Learning Image Representations: Transfer Learning and Latent Variable Models

05 Mar
Tuesday, 03/05/2013 11:00am to 12:00pm

Ariadna Quattoni
Technical University of Catalonia (UPC)

Computer Science Building, Room 151

Faculty Host: Erik Learned-Miller

One of the main goals of high-level computer vision is to generate semantic descriptions of visual content. At a technical level this involves designing learning algorithms that can map from complex image spaces to semantic categories. To achieve this goal we must have the ability to induce good image representations from available data; i.e., representations that facilitate the semantic categorization of visual content. In this talk I will introduce two approaches to learn such representations. The first approach is based on transfer learning and exploits the fact that some visual categories might share an underlying "semantic" representation. To implement this idea I will present a learning framework based on joint sparse regularization. With this framework we can efficiently induce shared representations from large collections of labeled images.

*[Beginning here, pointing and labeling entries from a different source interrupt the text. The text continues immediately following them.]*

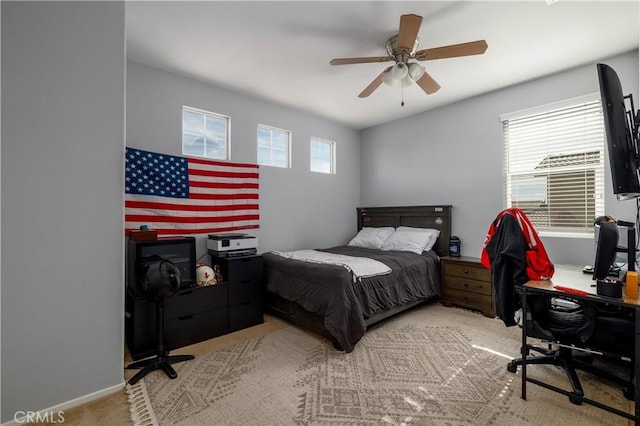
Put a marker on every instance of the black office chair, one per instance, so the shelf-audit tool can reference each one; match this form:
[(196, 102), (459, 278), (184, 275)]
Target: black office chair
[(577, 333)]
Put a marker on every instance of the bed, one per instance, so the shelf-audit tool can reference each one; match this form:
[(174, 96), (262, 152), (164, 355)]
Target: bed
[(329, 299)]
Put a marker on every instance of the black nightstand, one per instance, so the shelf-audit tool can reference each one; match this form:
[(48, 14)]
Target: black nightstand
[(243, 276)]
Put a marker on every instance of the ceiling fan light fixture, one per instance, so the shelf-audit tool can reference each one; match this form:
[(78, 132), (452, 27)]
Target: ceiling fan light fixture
[(416, 71), (396, 75)]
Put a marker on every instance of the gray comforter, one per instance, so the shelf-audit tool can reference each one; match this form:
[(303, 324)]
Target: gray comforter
[(331, 292)]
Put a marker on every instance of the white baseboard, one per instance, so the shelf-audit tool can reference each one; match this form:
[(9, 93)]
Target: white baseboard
[(52, 412)]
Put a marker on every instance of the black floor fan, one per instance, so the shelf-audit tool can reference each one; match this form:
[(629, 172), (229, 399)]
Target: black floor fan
[(162, 280)]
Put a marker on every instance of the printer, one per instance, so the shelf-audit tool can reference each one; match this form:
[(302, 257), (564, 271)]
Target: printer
[(232, 245)]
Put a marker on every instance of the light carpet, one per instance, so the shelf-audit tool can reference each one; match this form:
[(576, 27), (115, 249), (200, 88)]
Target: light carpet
[(429, 366)]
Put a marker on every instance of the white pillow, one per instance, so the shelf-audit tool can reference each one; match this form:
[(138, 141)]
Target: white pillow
[(371, 237), (434, 233), (415, 240)]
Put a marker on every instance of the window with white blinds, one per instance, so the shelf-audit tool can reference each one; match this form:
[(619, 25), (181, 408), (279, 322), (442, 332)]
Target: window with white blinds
[(554, 165)]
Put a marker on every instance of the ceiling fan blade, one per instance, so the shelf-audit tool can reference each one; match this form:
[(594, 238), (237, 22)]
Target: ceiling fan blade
[(370, 59), (374, 84), (428, 84), (409, 27), (477, 47)]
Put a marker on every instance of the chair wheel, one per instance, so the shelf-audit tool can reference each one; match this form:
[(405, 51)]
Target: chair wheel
[(575, 400)]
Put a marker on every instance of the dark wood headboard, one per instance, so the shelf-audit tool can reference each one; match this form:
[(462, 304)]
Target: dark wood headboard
[(436, 217)]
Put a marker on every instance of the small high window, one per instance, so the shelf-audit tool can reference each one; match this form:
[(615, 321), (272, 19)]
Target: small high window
[(205, 134), (273, 146)]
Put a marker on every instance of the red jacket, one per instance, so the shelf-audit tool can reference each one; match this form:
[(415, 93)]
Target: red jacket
[(539, 266)]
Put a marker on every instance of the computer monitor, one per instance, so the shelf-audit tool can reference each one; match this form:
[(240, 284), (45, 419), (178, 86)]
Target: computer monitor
[(606, 249), (621, 129)]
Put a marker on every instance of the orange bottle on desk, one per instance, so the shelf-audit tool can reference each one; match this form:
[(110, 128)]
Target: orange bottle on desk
[(631, 286)]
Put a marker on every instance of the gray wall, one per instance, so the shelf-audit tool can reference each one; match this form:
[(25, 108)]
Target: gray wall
[(298, 208), (63, 77), (453, 155)]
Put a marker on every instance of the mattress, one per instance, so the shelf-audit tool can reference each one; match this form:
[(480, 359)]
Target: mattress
[(344, 303)]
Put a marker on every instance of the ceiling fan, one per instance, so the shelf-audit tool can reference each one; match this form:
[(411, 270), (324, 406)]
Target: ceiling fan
[(402, 48)]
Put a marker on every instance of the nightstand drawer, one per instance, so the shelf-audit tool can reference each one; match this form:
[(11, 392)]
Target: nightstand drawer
[(195, 300), (470, 300), (464, 284), (465, 270), (243, 292)]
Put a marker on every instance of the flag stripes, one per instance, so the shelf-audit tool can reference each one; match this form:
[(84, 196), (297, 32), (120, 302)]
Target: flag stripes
[(177, 195)]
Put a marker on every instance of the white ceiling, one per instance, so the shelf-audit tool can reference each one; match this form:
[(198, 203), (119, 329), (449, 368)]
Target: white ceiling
[(280, 51)]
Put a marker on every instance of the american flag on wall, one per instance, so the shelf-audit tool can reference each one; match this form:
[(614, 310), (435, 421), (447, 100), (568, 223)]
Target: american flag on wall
[(178, 195)]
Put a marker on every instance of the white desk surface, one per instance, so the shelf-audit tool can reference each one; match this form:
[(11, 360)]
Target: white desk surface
[(572, 276)]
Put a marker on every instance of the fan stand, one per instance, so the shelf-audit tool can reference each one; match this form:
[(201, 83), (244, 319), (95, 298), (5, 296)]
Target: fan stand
[(162, 360)]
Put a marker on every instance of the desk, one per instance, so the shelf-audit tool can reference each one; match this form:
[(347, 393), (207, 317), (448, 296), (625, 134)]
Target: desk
[(573, 277)]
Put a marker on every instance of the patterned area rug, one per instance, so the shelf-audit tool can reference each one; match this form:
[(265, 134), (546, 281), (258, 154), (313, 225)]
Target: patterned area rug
[(430, 366)]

In the second part of the talk I will show how we can exploit latent-variable models to learn better mappings between visual content and semantic categories. In particular, I will present structured latent-variable models that can capture underlying spatial and temporal dependencies in visual content. I will describe simple and efficient algorithms to learn these models which can easily scale to large datasets. Finally, I will outline future research directions towards the goal of mining large collections of multi-modal corpora. I will highlight the role that new efficient methods for large-scale learning of structured latent-variable models can play in achieving this goal.

A reception will be held at 3:40 in the atrium, outside the presentation room.